Hannah, stuck up her tail, scooped the kit up and began smoothing down the kit's wet fur, forbidding her to play.

As she tried to squirm away, she calmed down the kit by the offers of food.

"It's okay, honey. We're about to eat and go to bed."

She looked up at Hannah with a pouty face, clearly energized from her nap and not ready to eat and settle down for sleep.

Meanwhile, I had plopped down in a circle with everyone else around the prey, starving from preserving the food all day. Watching Diamond and all the energy she had, I was full of envy.

Luckily, it was a sizeable heap of prey that would feed everyone, so I told Midnight to pick her piece, and she grabbed her fish with her eyes lowered.

"Everyone else choose evenly," I meowed especially to Fallan, who I knew if I let her would have taken half the prey for herself to eat.

She stuck out her tongue, took a fish and the other mouse, and laid down to eat looking dissatisfied. I felt like it was rather fair for her to have two pieces instead of three.

Oh well; the cheetah needed to learn that if she pulled her weight more, she'd get more because there would be more to eat for everyone. She hadn't even caught a single thing all day, and I personally thought that a mouse and small fish suited her just fine.

Thank the Sky-cat she'd been acting like herself again, though. The other night's ordeal made me fur stand on end, a how Fallan's rage had consumed her and caused her to faint.

Me and Hannah split the rest of the prey, and both gave Diamond portions of our fish while I ponded if Fallan might ever explode on me again.

When the kitten leaned down to bite into it, she looked up with large eyes and red lips from the fish blood. Then the diamond cat tore into her food, eating ravenously.

Me and Hannah looked at each other and bit into our prey. So, Diamond had a special tooth for fish, huh?

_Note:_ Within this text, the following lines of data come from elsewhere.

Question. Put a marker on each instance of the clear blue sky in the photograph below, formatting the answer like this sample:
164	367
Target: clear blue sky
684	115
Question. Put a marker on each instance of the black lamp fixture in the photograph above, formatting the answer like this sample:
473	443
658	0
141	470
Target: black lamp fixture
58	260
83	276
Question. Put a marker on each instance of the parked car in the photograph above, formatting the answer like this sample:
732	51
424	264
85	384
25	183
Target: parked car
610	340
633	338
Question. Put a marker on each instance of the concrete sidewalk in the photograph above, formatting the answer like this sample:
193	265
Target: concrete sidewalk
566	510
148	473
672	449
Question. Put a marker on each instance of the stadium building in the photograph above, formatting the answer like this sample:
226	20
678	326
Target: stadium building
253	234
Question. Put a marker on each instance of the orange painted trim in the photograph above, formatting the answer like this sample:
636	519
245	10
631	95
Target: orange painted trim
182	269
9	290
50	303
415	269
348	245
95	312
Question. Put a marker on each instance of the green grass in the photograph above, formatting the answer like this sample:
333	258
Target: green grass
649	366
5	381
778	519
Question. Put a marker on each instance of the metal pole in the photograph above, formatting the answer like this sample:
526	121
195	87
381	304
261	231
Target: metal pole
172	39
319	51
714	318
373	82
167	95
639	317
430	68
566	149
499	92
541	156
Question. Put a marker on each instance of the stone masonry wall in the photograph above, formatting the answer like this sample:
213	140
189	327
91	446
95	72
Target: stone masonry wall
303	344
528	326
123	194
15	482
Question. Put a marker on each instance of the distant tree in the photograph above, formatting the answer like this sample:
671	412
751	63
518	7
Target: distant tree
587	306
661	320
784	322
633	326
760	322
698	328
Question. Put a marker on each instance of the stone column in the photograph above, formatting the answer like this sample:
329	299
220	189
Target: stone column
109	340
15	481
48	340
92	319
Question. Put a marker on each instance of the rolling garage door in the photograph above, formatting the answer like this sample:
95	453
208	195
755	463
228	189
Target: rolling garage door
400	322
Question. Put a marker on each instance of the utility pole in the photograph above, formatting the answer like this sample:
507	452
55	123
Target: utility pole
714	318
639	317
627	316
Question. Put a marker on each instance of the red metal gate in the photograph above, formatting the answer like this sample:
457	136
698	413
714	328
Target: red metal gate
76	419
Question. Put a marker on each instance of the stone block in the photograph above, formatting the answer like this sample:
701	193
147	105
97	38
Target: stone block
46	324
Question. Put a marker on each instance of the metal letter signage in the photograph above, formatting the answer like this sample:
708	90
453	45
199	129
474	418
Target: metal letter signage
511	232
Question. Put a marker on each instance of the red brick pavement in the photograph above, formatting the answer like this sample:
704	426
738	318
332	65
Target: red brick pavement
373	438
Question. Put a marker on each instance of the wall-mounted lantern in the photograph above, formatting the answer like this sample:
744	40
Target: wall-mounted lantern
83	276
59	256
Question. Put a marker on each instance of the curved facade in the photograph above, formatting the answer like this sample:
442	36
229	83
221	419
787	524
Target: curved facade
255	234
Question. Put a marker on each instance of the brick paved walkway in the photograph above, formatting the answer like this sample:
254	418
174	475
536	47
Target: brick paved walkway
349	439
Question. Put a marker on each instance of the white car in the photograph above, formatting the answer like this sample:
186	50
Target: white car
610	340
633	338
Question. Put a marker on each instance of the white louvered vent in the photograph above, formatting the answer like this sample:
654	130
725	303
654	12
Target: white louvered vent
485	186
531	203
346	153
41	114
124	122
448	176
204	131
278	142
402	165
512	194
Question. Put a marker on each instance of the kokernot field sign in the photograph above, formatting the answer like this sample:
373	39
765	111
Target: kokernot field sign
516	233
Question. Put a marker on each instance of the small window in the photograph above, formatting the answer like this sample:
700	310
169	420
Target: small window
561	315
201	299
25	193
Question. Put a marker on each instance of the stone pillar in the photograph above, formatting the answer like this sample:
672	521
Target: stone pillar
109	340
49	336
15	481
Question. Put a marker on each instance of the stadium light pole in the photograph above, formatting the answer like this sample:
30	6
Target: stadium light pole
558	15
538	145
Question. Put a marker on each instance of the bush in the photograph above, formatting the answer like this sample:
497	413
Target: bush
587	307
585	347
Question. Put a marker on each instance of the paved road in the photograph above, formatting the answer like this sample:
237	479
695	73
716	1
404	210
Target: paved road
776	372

By the time everyone was done eating, we were all pretty much soaked through with the rain, and I looked up at the Skycat's dark pelt, wishing it might cease.

"Everyone," I announced. "Spread out, just in this area, and look for bedding material! Me and Midnight are going to hunt for prey for in the morning."

The area had flat, mud-churned ground and was surrounded by trees that would provide shelter along the edges.

I decided me and Midnight might as well have another talk about what we were going to do tomorrow, and get some prey so everyone would be up and ready to eat then go. After all, we definitely needed to make up the distance we'd lost from fishing.

Midnight's purple eyes seemed to glow through the rain and darkness, standing out among the barely-visible trees behind her.

"Let's go," I mewed as Hannah and Fallan spread out to get bedding, Diamond close by Hannah's side.

"What have you been thinking?" I asked as I picked up the speed to a run in the forest, everything a dark blur around us.

Midnight was silent as we both darted between dark branches and undergrowth, scenting the air for prey as we went.

When I picked up the rabbit trail I'd smelled earlier, I came to a stop and the black kitten slowed with me, slightly panting.

"I think we shouldn't have gone this far," she meowed between pants, her skinny sides heaving from the run.